In 2000, Al Gore won the popular vote but lost the election to George Bush when the Supremely Inept Court stopped the Florida recount of ballots, giving George W. the state’s 25 electoral votes, for a total of 271 to Gore’s 255. This went down as the biggest heist in history until Saddam Hussein’s ordered his son to rip off $1 billion from Iraq’s Central Bank just hours before the U.S. began bombing Baghdad.

So let’s end with the following oaths. “I do solemnly swear that I will faithfully execute the Office of President of the United States, and will to the best of my ability to preserve, protect and defend the Constitution of the United States.” And more importantly, I’m Geoffrey Gilbert and I approve this blog.

For today’s photo recap we are going back to the lovely evening of October 7. The clouds were lining up nicely as I hit Stockton Avenue for the sunset cruise, and as this day turned into night, no man nor beast walked away disappointed. Or to quote the great Woody Allen, “Today I saw a red and yellow sunset and thought, how insignificant I am! Of course, I thought that yesterday too, and it rained.”

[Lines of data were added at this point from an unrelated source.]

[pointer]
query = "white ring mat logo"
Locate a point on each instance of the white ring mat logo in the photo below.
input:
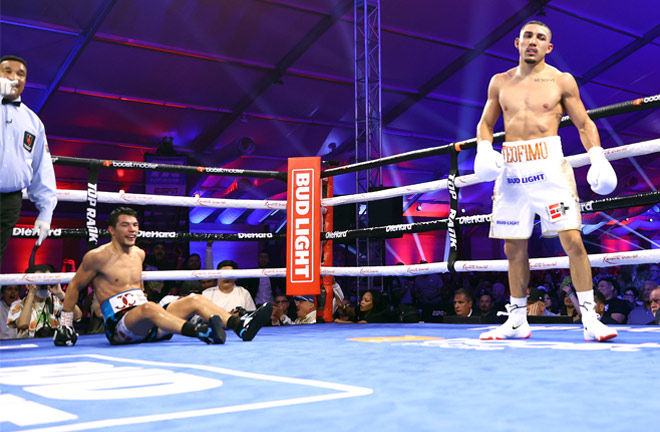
(92, 378)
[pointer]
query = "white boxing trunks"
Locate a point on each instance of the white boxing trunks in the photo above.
(536, 180)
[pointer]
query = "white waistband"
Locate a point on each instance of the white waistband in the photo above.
(547, 148)
(121, 301)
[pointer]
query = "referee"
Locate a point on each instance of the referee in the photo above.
(25, 161)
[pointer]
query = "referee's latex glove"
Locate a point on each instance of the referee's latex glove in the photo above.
(7, 87)
(489, 163)
(601, 175)
(42, 227)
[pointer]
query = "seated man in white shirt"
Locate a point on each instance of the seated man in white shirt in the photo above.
(227, 294)
(306, 309)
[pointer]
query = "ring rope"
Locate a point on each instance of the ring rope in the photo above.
(152, 166)
(596, 113)
(103, 233)
(576, 161)
(72, 195)
(596, 260)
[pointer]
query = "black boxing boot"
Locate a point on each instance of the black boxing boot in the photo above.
(212, 332)
(249, 324)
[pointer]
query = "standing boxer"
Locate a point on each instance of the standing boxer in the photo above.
(532, 176)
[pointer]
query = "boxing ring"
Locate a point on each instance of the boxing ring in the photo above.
(388, 377)
(342, 376)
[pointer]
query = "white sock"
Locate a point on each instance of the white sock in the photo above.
(520, 311)
(587, 303)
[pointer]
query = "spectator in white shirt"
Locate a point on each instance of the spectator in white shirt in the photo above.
(227, 294)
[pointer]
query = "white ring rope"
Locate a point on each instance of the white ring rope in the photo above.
(143, 199)
(576, 161)
(596, 260)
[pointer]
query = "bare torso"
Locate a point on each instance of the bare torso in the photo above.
(531, 105)
(115, 271)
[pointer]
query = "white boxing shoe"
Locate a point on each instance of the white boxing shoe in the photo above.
(596, 330)
(513, 328)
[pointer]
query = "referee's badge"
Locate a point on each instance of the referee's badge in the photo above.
(28, 141)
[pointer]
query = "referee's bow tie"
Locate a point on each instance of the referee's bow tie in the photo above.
(6, 101)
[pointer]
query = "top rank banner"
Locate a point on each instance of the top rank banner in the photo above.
(303, 249)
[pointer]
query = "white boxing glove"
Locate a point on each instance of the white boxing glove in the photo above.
(43, 228)
(7, 87)
(489, 163)
(601, 175)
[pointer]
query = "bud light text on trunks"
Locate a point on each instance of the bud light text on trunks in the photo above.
(534, 178)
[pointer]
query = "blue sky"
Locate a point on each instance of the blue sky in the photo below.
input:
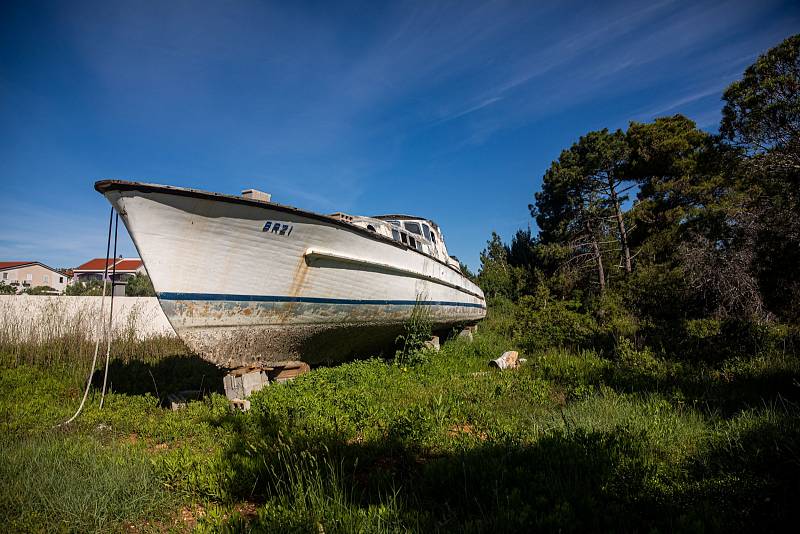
(452, 110)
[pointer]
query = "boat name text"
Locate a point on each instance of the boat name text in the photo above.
(278, 227)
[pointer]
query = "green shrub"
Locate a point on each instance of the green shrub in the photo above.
(554, 323)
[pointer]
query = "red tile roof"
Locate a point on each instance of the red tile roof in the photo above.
(98, 264)
(5, 265)
(128, 265)
(11, 264)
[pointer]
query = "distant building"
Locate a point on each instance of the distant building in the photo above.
(121, 268)
(26, 274)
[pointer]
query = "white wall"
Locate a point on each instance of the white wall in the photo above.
(42, 317)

On to some late night. “Halloween is a day when we all get to fool people into thinking we’re someone else. Or as Mitt Romney calls it, campaigning. We had the last presidential debate. A very subdued Mitt Romney. If you saw it, Obama would talk, and then Mitt would say, ‘what he said, but from a white guy.’ In the last three weeks, Mitt Romney has come out against tax cuts for the rich, against war, and suddenly for regulations, for teachers, for auto bailouts, for the UN, for birth control, for foreign aid. And what I love is that at this point it’s too late for the Tea Party to do anything about this except act like they’re okay with it. At this point they’re at this point they’re like Jerry Sandusky’s wife.” –Bill Maher

“Michelle Obama is with us tonight. She’ll encourage us to vote early. Most Republicans are opposed, because they believe that voting starts at conception.” –Jimmy Kimmel “Today Colin Powell endorsed Barack Obama for president. This news surprised many elderly Americans who thought they were the same person.” –Craig Ferguson “The debates are over. All that’s left right now is to set up and rig the voting machines.” –David Letterman

“Michael Brown, the former director of FEMA who was forced to resign after Hurricane Katrina, has criticized the president. He said Obama may have acted too quickly this time — instead of taking the wait-and-do-nothing approach that worked so well during Katrina.” –Jimmy Kimmel “Donald Trump, did you see him today? He was giving candy only to kids who could show their birth certificate and their school records.” –Jay Leno “President Obama now has a 52-point lead with Hispanics. However, Mitt Romney has a 90-point lead with the people who hire Hispanics.” –Conan O’Brien

“The hurricane has interrupted the presidential campaign. Both presidential candidates are taking measures to prepare for Hurricane Sandy. President Obama is staying in Washington to coordinate relief efforts. And Mitt Romney is moving his smaller homes into his larger home.” –Conan O’Brien “This storm could mean the biggest power outage since the Yankees in the playoffs. Economic losses could reach $20 billion. And most of that is in paper towels.” –David Letterman

So that’s our election day special. Birthday wishes go out to my old backcourt running mate, Aromas’s own Doug MacKinnon. In my greatest days of basketball glory, Doug was right beside me, picking and rolling, as our opponents were helpless to stop us. The bigger they were, the harder they fell. We were legends in our own minds. Now we both have great futures behind us.

So remember to vote early and vote often. We’ll catch you being named last season’s sixth man of the year and alongside Linsanity, exploding out of the blocks this season with your new Rocket team. Aloha, mahalo and later, James Harden fans.